Other Behavioral and Physiologic Changes
Decreased activity (lethargy or sleep) is also an effect of the cytokines. This change in activity level and alertness should be monitored in infectious disease animal models.
In addition to primary signs of infectious disease, there are many secondary signs that can be used to track deteriorating condition. For the common laboratory animal species, a number of publications are available that detail signs of pain and distress (Acred et al. 1994; Banmans et al. 1994; CCAC 1998; Flecknell 1994; Morton 1990, 1997a; Morton and Townsend 1995; NRC 1992; Wallace et al. 1990; Wolfensohn and Lloyd 1994). For common domestic species, the veterinary literature will be a valuable resource for information on the signs and symptoms of infectious diseases.

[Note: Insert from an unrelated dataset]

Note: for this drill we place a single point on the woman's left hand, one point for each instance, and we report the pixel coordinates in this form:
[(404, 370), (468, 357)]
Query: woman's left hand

Detailed observational checklists for the purposes of selecting an earlier endpoint have contributed in a significant way to moving away from death or moribundity as the end-point for animals (Morton 1990; Morton and Townsend 1995; Workman et al. 1998). The condition scoring checklist should be developed specifically for each infectious disease animal model because models can vary considerably in the number of observations required to determine the endpoint. Veterinary consultation will assist in establishing the list of observations that should be used to assess the animal's condition. Examples of observational checklists for infectious disease animal models (Acred et al. 1994; CCAC 1998) demonstrate the extent to which detailed observations can be made and scored to find a more humane endpoint.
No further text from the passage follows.